Organics: No Healthier?

Julie Gunlock

A new study says organic meat and produce is no healthier than conventionally grown products.

While this is bad news for the organic industry which promotes the idea that organic food is healthier than conventionally produced food, this is great news for the average shopper who wants to provide healthy meals for their families without spending a fortune.  Armed with this information, moms might more easily choose the less expensive item and that’s a good thing for many families struggling in this economy.

I have some personal experience with this.  As the mother of three small but extremely hungry boys, I’m constantly making decisions about my children’s diets.  The reality is kids eat and drink a lot!  For instance, I go through a gallon of milk in a matter of days which brings my weekly milk budget to just over ten dollars.  Yup, that means I spend over $500 a year on MILK!  If I purchased organic milk, my costs would double; which is why I stick with the non-organic option. 

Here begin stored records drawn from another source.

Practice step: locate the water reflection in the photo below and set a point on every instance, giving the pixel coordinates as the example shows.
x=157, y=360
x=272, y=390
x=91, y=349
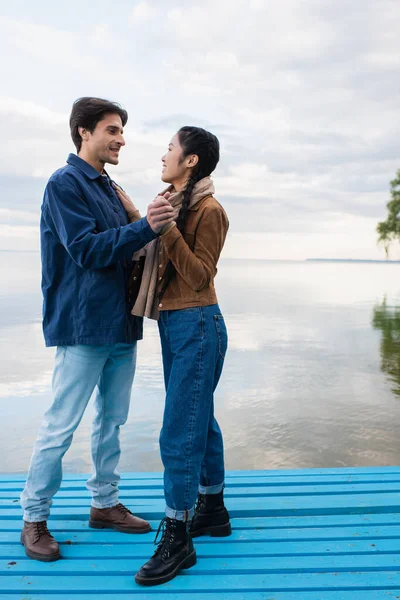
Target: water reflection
x=386, y=318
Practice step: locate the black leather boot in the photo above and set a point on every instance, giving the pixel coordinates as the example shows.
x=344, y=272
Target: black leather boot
x=210, y=516
x=174, y=552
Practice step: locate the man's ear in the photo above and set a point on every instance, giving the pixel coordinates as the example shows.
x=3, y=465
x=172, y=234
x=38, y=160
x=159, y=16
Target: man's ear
x=192, y=160
x=83, y=133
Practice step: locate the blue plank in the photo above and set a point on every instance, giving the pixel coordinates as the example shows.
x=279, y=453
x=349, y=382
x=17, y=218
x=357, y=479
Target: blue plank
x=287, y=473
x=104, y=536
x=233, y=482
x=217, y=549
x=79, y=497
x=210, y=566
x=158, y=594
x=253, y=507
x=313, y=521
x=326, y=534
x=186, y=582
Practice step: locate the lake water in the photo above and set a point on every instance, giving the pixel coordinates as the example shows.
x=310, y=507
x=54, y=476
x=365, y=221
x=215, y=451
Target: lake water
x=311, y=378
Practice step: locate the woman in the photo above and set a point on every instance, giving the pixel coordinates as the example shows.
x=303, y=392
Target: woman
x=178, y=288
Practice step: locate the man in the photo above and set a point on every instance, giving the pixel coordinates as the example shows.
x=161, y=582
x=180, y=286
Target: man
x=87, y=244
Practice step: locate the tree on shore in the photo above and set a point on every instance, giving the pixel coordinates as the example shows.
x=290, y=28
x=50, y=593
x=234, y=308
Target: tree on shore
x=389, y=230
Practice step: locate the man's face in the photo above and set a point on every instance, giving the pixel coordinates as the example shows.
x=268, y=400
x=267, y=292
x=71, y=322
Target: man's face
x=104, y=144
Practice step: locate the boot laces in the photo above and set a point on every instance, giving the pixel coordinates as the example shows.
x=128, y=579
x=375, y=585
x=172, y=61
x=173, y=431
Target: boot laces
x=123, y=509
x=200, y=502
x=41, y=530
x=167, y=531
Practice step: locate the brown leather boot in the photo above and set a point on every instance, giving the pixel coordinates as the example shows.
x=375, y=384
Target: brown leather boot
x=119, y=518
x=39, y=543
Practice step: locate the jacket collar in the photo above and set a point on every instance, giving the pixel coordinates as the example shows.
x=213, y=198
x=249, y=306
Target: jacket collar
x=200, y=202
x=83, y=166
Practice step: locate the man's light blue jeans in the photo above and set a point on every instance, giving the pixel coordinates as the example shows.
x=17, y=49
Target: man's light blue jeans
x=78, y=369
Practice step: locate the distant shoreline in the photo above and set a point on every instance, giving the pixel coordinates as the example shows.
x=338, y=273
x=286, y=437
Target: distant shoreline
x=353, y=260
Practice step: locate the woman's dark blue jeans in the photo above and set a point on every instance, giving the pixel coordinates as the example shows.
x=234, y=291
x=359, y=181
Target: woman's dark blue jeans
x=194, y=343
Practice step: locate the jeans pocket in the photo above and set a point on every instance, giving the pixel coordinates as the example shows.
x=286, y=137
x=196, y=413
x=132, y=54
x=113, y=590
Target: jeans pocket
x=221, y=334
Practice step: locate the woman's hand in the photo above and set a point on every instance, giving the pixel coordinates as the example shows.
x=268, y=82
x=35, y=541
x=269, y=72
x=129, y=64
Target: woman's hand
x=130, y=208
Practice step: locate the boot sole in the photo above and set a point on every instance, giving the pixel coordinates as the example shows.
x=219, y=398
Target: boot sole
x=213, y=531
x=41, y=557
x=187, y=563
x=101, y=525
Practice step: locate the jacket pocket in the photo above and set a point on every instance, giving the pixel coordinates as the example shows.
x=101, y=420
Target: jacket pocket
x=222, y=335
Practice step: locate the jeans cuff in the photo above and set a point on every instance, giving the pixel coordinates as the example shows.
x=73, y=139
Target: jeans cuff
x=106, y=503
x=211, y=489
x=179, y=515
x=35, y=518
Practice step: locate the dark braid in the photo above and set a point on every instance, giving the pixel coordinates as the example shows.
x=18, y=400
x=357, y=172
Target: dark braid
x=194, y=140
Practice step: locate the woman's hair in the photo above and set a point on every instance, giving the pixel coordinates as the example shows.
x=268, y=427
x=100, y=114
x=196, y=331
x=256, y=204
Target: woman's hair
x=193, y=140
x=87, y=112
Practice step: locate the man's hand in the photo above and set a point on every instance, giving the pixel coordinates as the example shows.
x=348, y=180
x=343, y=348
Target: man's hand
x=130, y=208
x=160, y=213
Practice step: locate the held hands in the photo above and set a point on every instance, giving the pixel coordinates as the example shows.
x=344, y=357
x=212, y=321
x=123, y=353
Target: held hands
x=127, y=203
x=160, y=213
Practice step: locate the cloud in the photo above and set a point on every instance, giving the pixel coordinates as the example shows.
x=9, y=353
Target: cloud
x=301, y=94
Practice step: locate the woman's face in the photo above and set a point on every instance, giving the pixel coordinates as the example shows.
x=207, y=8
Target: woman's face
x=173, y=170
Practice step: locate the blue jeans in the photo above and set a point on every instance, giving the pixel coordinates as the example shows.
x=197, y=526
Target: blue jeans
x=194, y=343
x=78, y=369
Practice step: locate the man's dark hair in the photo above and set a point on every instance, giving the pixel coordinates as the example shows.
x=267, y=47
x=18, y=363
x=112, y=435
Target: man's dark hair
x=87, y=112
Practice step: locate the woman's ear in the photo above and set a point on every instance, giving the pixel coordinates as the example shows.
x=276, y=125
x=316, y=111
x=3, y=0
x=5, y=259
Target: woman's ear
x=192, y=161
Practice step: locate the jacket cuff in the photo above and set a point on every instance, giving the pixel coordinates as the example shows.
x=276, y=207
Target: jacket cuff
x=170, y=237
x=134, y=216
x=167, y=228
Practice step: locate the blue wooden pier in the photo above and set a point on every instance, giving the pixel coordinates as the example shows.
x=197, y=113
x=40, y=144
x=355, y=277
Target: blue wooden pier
x=320, y=534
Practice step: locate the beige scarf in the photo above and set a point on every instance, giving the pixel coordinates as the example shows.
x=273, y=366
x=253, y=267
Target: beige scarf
x=146, y=304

Being on a strict budget means one must make these sorts of food decisions each time they go to the store.  My family eats a lot of chicken, ground beef and turkey, canned beans and fruit, cheaper vegetables like onions, carrots, cabbage and green peppers and the less expensive fresh fruits like apples, grapes and melons—all non-organic.  Strawberries are a treat as are other berries like blueberries and raspberries (my kids could easily make poor, emotional celebrity chef Jamie Oliver cry because they probably wouldn’t recognize an expensive blackberry). 

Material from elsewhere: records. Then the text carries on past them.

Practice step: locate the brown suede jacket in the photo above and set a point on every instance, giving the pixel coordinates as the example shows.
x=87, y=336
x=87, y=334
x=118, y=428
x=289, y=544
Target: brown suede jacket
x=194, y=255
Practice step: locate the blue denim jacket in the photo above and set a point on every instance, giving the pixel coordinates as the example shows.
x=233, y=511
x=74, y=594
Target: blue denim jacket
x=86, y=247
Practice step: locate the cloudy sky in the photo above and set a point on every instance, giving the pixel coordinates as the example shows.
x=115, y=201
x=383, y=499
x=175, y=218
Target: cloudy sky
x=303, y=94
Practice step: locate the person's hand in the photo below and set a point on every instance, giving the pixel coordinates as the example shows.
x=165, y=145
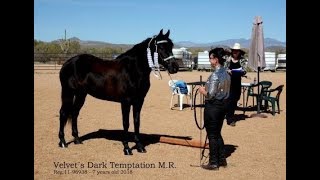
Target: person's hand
x=202, y=90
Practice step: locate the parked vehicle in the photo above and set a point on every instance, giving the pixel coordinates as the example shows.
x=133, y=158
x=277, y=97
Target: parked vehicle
x=184, y=58
x=270, y=58
x=281, y=61
x=203, y=61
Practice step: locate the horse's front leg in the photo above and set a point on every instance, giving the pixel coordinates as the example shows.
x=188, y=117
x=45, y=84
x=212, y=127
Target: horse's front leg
x=136, y=116
x=125, y=107
x=77, y=105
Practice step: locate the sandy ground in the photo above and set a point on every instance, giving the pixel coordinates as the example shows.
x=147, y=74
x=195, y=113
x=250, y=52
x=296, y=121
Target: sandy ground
x=256, y=146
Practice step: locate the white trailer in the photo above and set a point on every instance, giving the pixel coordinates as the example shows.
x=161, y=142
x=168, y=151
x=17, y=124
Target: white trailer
x=183, y=58
x=203, y=61
x=270, y=58
x=281, y=61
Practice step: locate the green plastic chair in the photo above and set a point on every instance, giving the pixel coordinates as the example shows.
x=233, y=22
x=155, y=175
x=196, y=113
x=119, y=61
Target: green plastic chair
x=273, y=100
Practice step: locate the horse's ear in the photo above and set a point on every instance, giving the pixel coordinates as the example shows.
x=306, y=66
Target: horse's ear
x=167, y=34
x=160, y=33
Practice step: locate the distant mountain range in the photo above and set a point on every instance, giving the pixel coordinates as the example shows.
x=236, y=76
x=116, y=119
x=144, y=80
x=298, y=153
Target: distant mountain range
x=245, y=43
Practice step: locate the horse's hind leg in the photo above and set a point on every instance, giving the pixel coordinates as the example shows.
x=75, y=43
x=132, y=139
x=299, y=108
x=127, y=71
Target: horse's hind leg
x=136, y=116
x=65, y=111
x=77, y=105
x=125, y=107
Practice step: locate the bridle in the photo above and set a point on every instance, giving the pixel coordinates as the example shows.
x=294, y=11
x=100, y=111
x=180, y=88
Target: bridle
x=153, y=62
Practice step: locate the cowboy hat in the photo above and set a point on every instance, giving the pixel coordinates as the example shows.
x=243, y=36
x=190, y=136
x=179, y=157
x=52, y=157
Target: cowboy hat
x=237, y=46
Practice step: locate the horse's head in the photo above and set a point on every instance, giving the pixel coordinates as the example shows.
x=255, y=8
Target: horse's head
x=164, y=45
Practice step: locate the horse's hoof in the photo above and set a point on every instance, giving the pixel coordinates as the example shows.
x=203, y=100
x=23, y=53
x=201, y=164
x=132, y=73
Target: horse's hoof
x=141, y=150
x=77, y=141
x=127, y=152
x=63, y=144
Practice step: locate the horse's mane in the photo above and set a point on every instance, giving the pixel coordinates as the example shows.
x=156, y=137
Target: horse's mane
x=134, y=49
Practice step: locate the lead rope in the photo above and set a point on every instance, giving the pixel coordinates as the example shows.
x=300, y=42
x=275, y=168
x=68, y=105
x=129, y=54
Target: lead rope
x=154, y=64
x=201, y=126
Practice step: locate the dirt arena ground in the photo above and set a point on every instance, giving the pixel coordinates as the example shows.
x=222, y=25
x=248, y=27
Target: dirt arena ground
x=256, y=147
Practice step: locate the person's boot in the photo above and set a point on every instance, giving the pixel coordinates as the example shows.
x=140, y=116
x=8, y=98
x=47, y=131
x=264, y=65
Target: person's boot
x=222, y=154
x=213, y=156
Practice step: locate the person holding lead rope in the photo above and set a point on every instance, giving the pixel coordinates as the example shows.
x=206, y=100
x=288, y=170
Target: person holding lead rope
x=216, y=92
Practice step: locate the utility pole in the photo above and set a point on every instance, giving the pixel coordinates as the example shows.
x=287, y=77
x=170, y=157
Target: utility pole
x=64, y=45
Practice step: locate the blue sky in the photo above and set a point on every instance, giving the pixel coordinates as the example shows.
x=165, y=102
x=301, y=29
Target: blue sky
x=132, y=21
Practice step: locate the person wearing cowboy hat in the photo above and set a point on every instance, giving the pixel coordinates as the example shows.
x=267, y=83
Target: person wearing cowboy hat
x=236, y=67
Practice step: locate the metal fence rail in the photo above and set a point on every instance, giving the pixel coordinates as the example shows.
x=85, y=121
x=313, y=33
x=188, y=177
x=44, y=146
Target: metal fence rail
x=54, y=61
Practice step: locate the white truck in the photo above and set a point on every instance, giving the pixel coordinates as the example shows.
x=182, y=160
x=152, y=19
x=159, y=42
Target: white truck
x=270, y=58
x=281, y=61
x=203, y=61
x=184, y=58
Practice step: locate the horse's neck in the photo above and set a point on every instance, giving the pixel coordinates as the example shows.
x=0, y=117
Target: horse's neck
x=138, y=53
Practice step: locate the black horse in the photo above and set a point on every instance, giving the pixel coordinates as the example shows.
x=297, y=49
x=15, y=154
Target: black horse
x=125, y=79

Yet, not everyone is on a budget like me and that’s why I firmly believe people should be free to buy whatever they want within their own budget.  People who can afford organic food should be free to purchase it.  Yet, we should stop making people feel guilty for choosing the less expensive option, particularly when obesity is so prevalent among people who live below the poverty line.  People interested in the issue of food should encourage people to make good food decision that fit into their own budgets.  When poor people are told organic food is the only way to go (like food nanny Alice Waters often does), it serves as a financial disincentive for them to purchase healthier whole foods—like fresh vegetables, fruits and meats. 

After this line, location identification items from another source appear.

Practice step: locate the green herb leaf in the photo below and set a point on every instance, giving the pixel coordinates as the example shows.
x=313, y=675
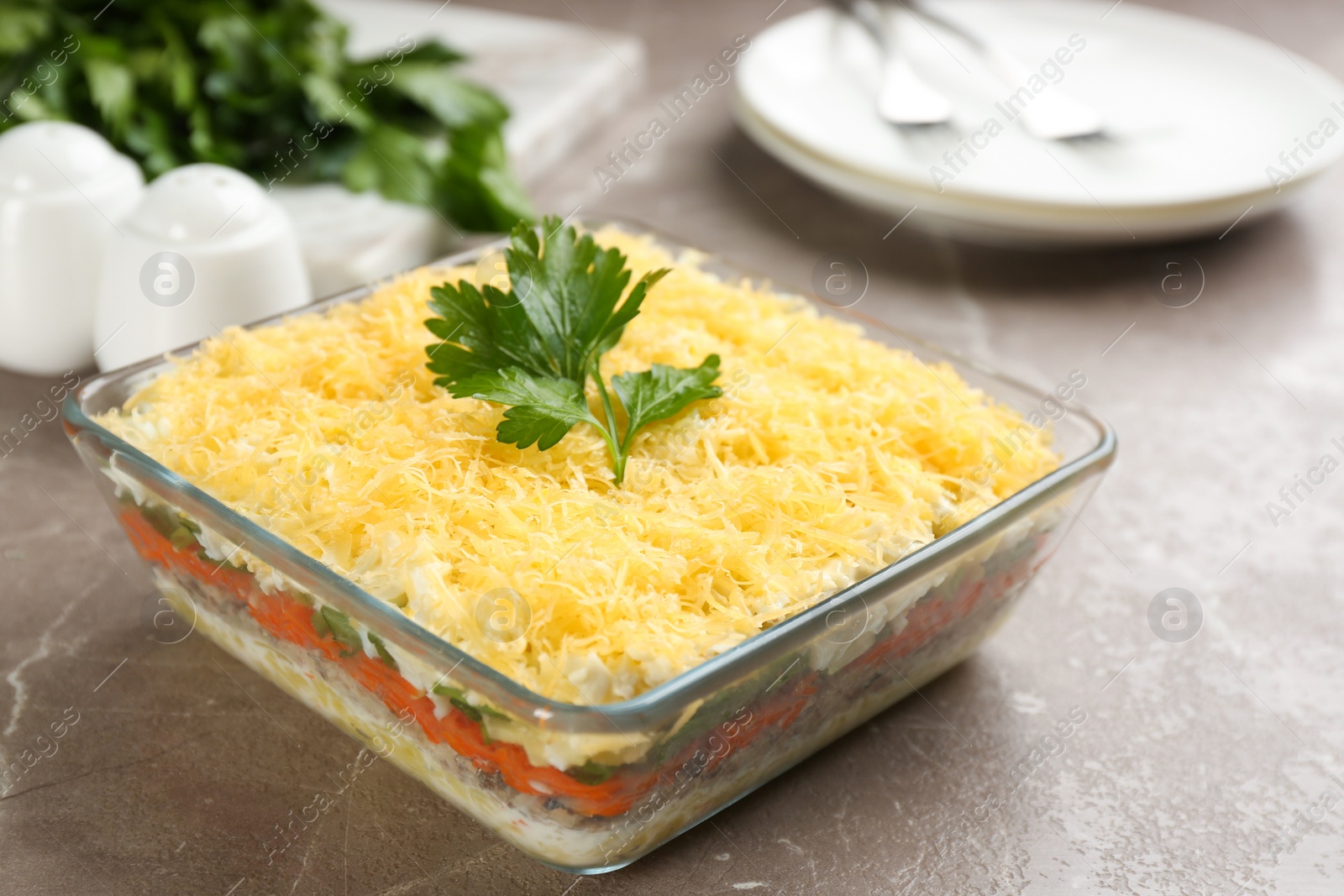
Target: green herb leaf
x=535, y=347
x=266, y=86
x=591, y=773
x=543, y=410
x=336, y=624
x=382, y=649
x=663, y=391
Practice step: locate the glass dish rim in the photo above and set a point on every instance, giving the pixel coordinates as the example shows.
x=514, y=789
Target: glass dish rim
x=669, y=699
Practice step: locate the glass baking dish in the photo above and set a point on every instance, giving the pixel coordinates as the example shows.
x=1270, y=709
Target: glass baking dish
x=691, y=746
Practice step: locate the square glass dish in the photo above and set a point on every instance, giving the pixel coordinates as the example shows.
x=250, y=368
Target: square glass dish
x=497, y=750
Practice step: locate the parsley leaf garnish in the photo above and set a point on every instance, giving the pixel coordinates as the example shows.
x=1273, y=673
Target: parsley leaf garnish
x=535, y=347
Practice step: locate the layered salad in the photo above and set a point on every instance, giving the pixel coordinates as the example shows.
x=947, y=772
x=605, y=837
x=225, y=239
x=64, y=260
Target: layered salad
x=591, y=466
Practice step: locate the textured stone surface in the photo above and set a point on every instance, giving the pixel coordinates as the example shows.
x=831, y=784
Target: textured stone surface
x=1186, y=777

Critics of this study may have a point when they say the study doesn’t account for the fact that organic food is pesticide, hormone and antibiotic free.  That’s true and for those who worry about those issues, they still have the option to go organic.  But, as for whether organic food contains more vitamins and other healthy nutrients, people can be assured that the cheaper option is just fine.

And that’s good news for me, my household budget, and my boys.